A federal judge ordered Alabama’s Republican secretary of state on Wednesday to reverse a program that purged more than 3,000 names from the state’s voter rolls, agreeing with the Biden administration’s argument that the purge took place too close to the election.

“For decades, federal law has given states a hard deadline to complete systematic purges of ineligible persons from voter rolls: no later than ninety days before a federal election. This year, Alabama Secretary of State Wes Allen blew the deadline when he announced a purge program to begin eighty-four days before the 2024 General Election,” US District Judge Anna Manasco wrote in a 5-page preliminary injunction.

Manasco, who was appointed to the bench by former President Donald Trump, added that Allen “admitted” that his purge program “included thousands of United States citizens (in addition to far fewer noncitizens, who are ineligible to vote),” and that the secretary of state referred all of the individuals to the state’s attorney general for criminal investigation.

The ruling is a major victory for the US Justice Department and several voters in the state who sued Allen last month, alleging he unlawfully removed 3,251 names from the state’s registration lists. It comes as Republicans continue to make noncitizen voting a major issue ahead of the 2024 election, even though voting in US elections by noncitizens is illegal and exceedingly rare.

Manasco said the injunction will expire after the 2024 election.

CNN has reached out to Allen’s office for comment.

An attorney representing several voters in the state who challenged the purge program described Wednesday’s order as “a win for voters and for all Alabamians who value a fair and free election.”

“The evidence in court – which showed over a 60% error rate in the state’s list – underscores the importance of the National Voter Registration Act to protect voters from last-minute threats to their voting rights,” Michelle Kanter Cohen of the Fair Elections Center said in a statement.

Allen announced on August 13 that he had begun a process of removing 3,251 individuals previously identified as being noncitizens from the state’s voter rolls – even as he acknowledged the possibility that some of those people have since become naturalized citizens who are eligible to vote.

But the lawsuits argued that the move ran afoul of the National Voter Registration Act, which governs how and when most states can execute large-scale changes to their lists of registered voters. The federal law requires states to observe a 90-day quiet period during which officials cannot “systematically remove the names of ineligible voters from the official lists of eligible voters.”

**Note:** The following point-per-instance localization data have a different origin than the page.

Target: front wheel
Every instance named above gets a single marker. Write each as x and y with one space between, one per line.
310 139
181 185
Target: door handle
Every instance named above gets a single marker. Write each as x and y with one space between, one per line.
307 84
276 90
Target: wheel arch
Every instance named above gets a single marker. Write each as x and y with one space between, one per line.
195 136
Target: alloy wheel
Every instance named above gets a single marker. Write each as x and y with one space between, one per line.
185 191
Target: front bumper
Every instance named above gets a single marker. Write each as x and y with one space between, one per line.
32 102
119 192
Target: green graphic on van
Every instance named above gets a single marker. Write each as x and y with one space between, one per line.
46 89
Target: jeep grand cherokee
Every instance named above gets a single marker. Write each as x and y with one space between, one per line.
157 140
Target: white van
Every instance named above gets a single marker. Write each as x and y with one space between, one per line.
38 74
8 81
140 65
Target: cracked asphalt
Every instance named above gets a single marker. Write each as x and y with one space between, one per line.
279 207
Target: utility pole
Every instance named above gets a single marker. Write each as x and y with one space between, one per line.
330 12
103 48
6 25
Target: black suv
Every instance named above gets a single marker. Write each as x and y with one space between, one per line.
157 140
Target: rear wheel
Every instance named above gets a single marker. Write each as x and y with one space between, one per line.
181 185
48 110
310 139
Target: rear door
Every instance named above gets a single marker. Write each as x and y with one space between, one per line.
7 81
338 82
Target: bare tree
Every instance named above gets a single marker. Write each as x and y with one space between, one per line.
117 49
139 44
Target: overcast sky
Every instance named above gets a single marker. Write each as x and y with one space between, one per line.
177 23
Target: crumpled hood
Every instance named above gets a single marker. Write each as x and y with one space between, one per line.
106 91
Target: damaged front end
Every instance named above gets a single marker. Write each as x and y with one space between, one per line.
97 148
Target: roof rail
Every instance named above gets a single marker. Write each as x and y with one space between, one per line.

Exhaustive studies from both liberal and conservative think tanks have found only a tiny number of examples of noncitizens voting in elections where they are ineligible. Nonpartisan election law experts say it’s almost always caught when it does happen, and that it isn’t a widespread problem plaguing US elections.

In a similar lawsuit brought last week in Virginia, the Justice Department alleged that state officials violated the NVRA “quiet period” by recently purging voters flagged as potential noncitizens.